C'était vainement que les feuilles dévouées à la démocratie s'efforçaient de rappeler aux principes tous ces hommes qui se laissaient entraîner par l'éclat d'un nom, et par les espérances fallacieuses que faisaient luire aux yeux de ceux qui souffraient les intrigues des meneurs bonapartistes. L'émeute ne cessait de gronder dans la rue depuis quelques jours, et, ce jour-là, 12 juin, elle déroulait ses flots tumultueux autour de l'Assemblée nationale, quand la Commission exécutive confondait ses ennemis par l'organe de M. Lamartine.

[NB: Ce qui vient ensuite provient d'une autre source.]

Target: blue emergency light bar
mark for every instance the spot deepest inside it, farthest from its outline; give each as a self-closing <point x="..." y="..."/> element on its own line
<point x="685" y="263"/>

Au moment où l'orateur du gouvernement demandait la suspension de la séance pour prendre quelques minutes de repos, le général en chef de la garde nationale s'efforçait de faire évacuer la place de la Concorde : il divisait ses colonnes, lorsqu'il vit devant lui un de ces hommes que son service à la porte Saint-Denis lui avait déjà fait remarquer dans le rassemblement de ce fameux forum. Tout à coup, un coup de feu partit du milieu de la foule, et une balle blessa un capitaine de la 1re légion. Aussitôt le bruit se répandit, dans les salles de l'Assemblée, qu'on avait fait feu sur le général Clément Thomas, et que la guerre civile allait commencer aux cris de vive Napoléon ! vive l'Empereur ! Les représentants accoururent reprendre leurs places, et M. Lamartine reparut à la tribune, armé de la circonstance qui venait de se présenter, pour appuyer le projet de la Commission exécutive.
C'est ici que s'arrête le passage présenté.